Shelli Varela: Yeah. And ask Nan, she knows.
Nan Sterman: Yeah, really, honestly. Like yeah, I’ve been writing these what-to-dos in the garden list for 20 years. I wrote them for Sunset magazine. I write them for the L.A. Times. I write them for my local newspaper. I’ve written them for other publications. I have all this content. I have a huge treasure trove of content. In addition to that, all the people that I’ve interviewed over the years have been so generous with the information they had, whether they were experts in bamboo or cactus or agave or fruit trees, whatever, it’s all in my computer, in my head. It’s my job, it’s my obligation now to pass that on because what good is it sitting in my head and on my computer?

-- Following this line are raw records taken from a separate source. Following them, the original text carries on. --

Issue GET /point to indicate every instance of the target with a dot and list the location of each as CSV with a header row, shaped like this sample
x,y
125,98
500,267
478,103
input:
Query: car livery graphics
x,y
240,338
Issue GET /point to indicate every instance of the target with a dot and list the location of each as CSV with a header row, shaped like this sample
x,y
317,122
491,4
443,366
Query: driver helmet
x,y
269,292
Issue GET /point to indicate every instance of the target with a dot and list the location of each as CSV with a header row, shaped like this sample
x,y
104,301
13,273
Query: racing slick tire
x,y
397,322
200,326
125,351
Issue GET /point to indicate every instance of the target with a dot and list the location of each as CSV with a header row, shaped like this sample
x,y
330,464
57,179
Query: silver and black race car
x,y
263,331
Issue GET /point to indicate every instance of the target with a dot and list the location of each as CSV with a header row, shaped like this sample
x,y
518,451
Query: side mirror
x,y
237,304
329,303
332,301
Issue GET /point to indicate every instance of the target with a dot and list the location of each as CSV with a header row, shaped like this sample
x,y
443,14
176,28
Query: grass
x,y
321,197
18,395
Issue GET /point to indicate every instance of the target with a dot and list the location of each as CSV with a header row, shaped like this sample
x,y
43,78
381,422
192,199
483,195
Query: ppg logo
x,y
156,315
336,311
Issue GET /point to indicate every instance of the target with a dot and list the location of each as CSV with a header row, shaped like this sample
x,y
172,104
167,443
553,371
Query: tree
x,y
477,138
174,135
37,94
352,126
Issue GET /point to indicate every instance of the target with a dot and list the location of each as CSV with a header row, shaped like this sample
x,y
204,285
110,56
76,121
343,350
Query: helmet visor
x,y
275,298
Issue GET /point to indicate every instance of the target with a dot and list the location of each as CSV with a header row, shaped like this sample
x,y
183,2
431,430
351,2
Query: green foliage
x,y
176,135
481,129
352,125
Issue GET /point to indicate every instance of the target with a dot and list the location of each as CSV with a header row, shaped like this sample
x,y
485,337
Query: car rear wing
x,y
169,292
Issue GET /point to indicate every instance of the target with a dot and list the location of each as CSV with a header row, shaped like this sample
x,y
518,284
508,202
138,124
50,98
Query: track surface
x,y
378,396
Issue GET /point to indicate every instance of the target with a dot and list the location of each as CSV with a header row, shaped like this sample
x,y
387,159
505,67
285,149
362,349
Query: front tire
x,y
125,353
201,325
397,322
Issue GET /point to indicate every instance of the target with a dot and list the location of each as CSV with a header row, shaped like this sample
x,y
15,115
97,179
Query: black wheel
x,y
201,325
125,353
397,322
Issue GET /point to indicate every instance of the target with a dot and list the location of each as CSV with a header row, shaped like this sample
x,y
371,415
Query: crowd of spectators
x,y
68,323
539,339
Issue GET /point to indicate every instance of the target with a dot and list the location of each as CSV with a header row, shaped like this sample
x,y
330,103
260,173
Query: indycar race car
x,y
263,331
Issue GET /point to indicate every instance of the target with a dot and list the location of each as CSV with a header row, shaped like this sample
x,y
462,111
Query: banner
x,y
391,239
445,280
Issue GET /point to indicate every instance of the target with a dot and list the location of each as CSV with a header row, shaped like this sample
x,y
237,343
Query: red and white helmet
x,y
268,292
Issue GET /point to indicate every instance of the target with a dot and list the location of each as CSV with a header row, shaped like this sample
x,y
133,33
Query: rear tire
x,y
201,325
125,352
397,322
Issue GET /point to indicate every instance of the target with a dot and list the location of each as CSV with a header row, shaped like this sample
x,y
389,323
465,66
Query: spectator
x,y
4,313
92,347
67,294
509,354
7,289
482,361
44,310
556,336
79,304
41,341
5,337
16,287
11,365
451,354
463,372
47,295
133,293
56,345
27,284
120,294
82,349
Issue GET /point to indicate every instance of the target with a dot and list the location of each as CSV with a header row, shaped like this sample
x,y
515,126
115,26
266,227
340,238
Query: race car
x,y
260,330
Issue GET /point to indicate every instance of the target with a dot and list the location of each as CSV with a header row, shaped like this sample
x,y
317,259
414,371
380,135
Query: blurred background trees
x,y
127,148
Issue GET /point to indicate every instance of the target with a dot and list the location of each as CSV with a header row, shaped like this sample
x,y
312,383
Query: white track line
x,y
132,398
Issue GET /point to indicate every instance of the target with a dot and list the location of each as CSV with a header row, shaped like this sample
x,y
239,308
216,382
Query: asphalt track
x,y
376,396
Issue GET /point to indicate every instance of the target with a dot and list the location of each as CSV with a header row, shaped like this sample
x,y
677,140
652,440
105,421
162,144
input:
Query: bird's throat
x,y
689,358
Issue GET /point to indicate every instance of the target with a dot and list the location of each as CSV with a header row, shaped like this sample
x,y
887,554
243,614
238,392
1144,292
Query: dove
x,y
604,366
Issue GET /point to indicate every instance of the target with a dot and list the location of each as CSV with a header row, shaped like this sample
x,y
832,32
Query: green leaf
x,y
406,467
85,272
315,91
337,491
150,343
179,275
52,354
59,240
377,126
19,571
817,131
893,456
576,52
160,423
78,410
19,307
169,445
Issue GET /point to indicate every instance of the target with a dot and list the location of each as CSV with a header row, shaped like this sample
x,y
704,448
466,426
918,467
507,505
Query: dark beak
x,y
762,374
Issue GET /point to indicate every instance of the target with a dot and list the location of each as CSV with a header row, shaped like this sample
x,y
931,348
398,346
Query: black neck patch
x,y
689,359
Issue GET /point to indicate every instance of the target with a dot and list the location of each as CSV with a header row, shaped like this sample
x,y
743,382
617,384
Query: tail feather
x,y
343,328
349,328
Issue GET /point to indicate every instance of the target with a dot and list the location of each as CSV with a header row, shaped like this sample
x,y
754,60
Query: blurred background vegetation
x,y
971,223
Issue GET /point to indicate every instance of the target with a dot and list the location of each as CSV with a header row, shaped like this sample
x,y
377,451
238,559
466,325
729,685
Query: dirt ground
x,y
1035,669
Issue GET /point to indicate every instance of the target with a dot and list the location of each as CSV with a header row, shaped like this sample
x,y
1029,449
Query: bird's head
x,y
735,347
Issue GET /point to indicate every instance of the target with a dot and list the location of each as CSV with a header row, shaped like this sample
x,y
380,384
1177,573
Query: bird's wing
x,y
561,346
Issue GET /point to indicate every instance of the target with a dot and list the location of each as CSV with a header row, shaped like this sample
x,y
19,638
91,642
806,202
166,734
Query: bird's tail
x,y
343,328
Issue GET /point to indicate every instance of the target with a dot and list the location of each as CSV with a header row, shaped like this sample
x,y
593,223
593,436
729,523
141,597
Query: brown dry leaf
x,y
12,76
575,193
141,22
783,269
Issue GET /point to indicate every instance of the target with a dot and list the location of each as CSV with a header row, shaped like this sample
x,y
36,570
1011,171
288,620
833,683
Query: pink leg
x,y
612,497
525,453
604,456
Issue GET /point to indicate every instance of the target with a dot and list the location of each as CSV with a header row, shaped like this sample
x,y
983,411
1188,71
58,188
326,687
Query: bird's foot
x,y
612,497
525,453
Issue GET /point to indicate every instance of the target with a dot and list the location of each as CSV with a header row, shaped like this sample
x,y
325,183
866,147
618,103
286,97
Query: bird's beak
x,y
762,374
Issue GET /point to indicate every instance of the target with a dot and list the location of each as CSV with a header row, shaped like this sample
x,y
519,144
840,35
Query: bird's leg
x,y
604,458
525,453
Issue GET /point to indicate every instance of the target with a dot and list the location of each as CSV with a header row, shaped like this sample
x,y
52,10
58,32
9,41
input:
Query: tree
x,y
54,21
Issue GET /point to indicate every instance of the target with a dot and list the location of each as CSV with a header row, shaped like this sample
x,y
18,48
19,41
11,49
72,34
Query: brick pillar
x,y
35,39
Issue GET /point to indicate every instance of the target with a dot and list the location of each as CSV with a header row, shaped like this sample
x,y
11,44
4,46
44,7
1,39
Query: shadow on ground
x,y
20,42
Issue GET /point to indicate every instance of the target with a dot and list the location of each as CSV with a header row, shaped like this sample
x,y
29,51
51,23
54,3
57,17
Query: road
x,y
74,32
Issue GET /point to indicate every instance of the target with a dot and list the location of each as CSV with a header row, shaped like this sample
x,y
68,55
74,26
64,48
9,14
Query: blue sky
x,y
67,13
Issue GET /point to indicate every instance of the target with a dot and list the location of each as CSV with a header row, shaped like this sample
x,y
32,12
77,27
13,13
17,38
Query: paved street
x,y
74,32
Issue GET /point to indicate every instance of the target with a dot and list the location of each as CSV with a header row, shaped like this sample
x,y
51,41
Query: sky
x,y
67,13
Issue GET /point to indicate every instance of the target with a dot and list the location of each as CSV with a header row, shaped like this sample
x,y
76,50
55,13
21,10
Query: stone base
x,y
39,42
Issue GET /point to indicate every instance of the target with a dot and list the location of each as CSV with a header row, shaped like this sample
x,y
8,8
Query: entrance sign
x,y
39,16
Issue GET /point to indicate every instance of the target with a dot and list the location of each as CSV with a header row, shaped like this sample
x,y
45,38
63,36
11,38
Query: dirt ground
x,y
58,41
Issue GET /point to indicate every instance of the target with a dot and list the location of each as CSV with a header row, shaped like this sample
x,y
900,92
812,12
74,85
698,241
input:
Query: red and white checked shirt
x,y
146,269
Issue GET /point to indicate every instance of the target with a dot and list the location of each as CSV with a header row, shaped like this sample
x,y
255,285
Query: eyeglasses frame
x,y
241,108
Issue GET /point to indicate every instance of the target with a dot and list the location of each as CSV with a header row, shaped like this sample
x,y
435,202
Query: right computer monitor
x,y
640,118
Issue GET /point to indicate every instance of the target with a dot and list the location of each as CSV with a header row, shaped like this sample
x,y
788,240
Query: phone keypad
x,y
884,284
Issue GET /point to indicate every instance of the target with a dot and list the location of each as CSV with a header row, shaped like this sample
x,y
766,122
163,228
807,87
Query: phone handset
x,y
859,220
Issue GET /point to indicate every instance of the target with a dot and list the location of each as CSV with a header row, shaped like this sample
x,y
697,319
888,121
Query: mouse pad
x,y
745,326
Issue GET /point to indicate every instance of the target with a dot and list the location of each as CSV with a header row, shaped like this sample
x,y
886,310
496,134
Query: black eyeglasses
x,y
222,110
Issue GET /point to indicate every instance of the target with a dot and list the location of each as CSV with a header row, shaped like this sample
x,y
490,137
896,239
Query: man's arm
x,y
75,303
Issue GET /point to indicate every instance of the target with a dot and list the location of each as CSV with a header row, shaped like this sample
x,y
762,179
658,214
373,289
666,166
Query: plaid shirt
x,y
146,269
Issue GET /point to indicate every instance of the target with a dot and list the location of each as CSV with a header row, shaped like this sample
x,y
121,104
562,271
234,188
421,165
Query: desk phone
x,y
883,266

Shelli Varela: Well, the thing that I see is such a huge gift about for people like you is you have such a diverse interest base and curiosity and also have just been so true to what is a yes and what is a not this for you, which has allowed you to sort of cartwheel through and land in this incredible position with these wild experiences and meeting so many different people that have expertise in different areas, like you said, different plant life or whatever that looks like, but the advantage that people get by joining your membership is they get to take advantage of your connection about your background, about your science, about your curiosity, about what all of it means. And it’s just such a brilliant way to bring a membership site.
And for those who are starting a membership, it’s also a way to just birth that which you love, that what you’re probably thinking about and doing anyway. And so, I want to offer this to anybody listening, if you’re looking for a way to reach, then what is the best place they can connect with you online?
Nan Sterman: My website is WaterwiseGardener.com, and you can go there and there’s five different places where it says Contact Nan, Send Nan a Note, Find Nan, just send me an email through my website.
Shelli Varela: Brilliant.
Nan Sterman: And that’s where– so, let me just tell you though, there’s Nan Sterman’s Garden School, and I just launched about a month ago my first online standalone, which is a seed starting workshop that I’ve taught in person for 10 years. And I had to figure out how to translate it to digital. It’s sold out. I had enough supplies, going to have to send some of the supplies. I had 60 spots. It sold out in 12 hours.
Shelli Varela: Wow.
Nan Sterman: I’ve just restocked, I’m going to open it up again either later today or tomorrow for another 40 spots. All the work is done. So, now, anybody else who signs up, it just helps me pay back for my investment.
Shelli Varela: I love it. Thank you for stopping by and sharing about your story and your connection and stepping outside your comfort zone and paying attention to your intuition and being present and observant. And these are all lessons that we always need reminding of, and thank you for sharing yours.
Nan Sterman: Thank you so much for asking.